Hansen: What happens on field should stay on field
After a week dominated by the back and forth between the two head coaches, Steve Hansen attempted to diffuse matters by chastising the New Zealand Herald for their depiction of Warren Gatland as a clown and praising his opposite number's character and coaching credentials.
Part of the reason that tensions were raised this week was the concerns raised by Gatland over the perceived illegal targeting of Conor Murray by the All Blacks in the first game, in particular the moment when Jerome Kaino threw himself at the scrum-half's standing leg.
Over the course of the week, the storm rumbled on social media, with New Zealand fans and media finding moments in the game to portray incidents that suggested Lions' foul-play.
Hansen was initially incensed by the insinuation that his side are a dirty team, just as he was angered by the same suggestion after his men had defeated Ireland in Dublin last November.
And he believes fans, coaches and the media need to step back from what he believes is an overly dramatic focus on specific incidents and let the authorities deal with it.
"There's no point dragging stuff up," he said after being asked by a Kiwi journalist about an image of Mako Vunipola getting up to no good.
"What happens on the park is adjudicated by a guy (TMO) who is connected to the ref, and they are doing a pretty good job of making the game a lot cleaner than it was in yester-year, and we've got citing commissioners now.
"If they don't see it, move on. It's a hard game we play, and there are going to be times when people unintentionally step over the line and do something they might regret later.
"That's been happening for ages, you only have to look at what happened in the game on Tuesday night with Iain Henderson. It was very reminiscent of what happened to Brian O'Driscoll. I am just pleased he just got a yellow card and nothing else because he didn't do it intentionally.
"But in the heat of the moment, his skills at the breakdown to clean him out have not been right, so he's paid the price with 10 minutes in the bin. Move on from it.
"I don't know any rugby players that we've played against or I've coached that intentionally go out there (to hurt someone)
"There's a guy that does that (cite people), let him take care of it.
"Rugby is a big boys' game, played by big boys and people with character. If you thought something was intentional, then you would (cite people). There are a lot of things that happen in the heat of the moment, and they are definitely not intentional so there's a process, let it work through.
"When we get emotionally involved in it as coaches, then we've got to take a big breath and (ask) is this the type of bloke or team that would intentionally do that?
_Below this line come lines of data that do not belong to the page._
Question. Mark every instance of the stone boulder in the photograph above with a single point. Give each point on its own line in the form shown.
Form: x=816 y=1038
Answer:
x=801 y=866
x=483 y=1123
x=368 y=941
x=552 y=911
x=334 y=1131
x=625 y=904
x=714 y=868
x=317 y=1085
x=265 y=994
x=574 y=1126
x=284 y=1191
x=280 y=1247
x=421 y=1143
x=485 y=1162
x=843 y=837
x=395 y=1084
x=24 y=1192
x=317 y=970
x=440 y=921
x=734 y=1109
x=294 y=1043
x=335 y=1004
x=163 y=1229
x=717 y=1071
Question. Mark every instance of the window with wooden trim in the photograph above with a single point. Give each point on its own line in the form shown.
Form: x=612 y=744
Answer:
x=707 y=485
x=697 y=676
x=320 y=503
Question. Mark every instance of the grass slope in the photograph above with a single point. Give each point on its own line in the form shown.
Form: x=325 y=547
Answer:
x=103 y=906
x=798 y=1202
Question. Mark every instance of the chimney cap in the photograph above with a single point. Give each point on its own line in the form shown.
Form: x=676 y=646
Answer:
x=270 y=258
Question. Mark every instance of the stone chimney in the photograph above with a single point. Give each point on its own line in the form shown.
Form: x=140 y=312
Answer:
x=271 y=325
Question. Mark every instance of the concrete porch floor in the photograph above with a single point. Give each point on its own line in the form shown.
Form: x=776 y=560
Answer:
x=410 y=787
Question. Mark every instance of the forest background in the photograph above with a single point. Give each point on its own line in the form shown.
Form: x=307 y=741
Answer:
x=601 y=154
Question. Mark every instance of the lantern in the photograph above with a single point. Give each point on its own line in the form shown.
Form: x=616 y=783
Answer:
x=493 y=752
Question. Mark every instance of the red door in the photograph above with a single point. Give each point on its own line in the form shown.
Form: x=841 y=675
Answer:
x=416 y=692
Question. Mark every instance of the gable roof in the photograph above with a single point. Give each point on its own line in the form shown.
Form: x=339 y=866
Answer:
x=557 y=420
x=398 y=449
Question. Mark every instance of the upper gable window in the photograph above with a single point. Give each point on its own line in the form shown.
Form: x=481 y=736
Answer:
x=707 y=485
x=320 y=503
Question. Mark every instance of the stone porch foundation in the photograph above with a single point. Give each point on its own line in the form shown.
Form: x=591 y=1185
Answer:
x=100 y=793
"Then you (the media) need to take a deep breath and say I know that wasn't right, but are they a team who would intentionally do that or are they emotionally in a place where they just made a mistake?
"A lot of the drama that comes with some of these incidents would calm down a bit and we'd get them dealt with in a better way."
Although the animosity between the two coaches has been evident throughout the tour, Hansen said he is looking forward to sharing a beer with Gatland after the third Test, and he was heavily critical of the Herald for their "disrespectful" cartoon.
"It is really disappointing," he said. "It's one thing to have a bit of banter, and then you guys beef it up to make it bigger than it really is. I have heard you say that I don't like him, and we won't have a beer.
"I have got a lot of respect for him. I think he is a good coach. I have got a lot of respect for the Lions, they are a good team.
"To come out and do that, you are ridiculing somebody that doesn't deserve it. We are all coaches trying to do what we think is right. Sometimes people don't always agree with what we do, but that's okay, you are allowed to have your opinion.
"But to ridicule someone is not right."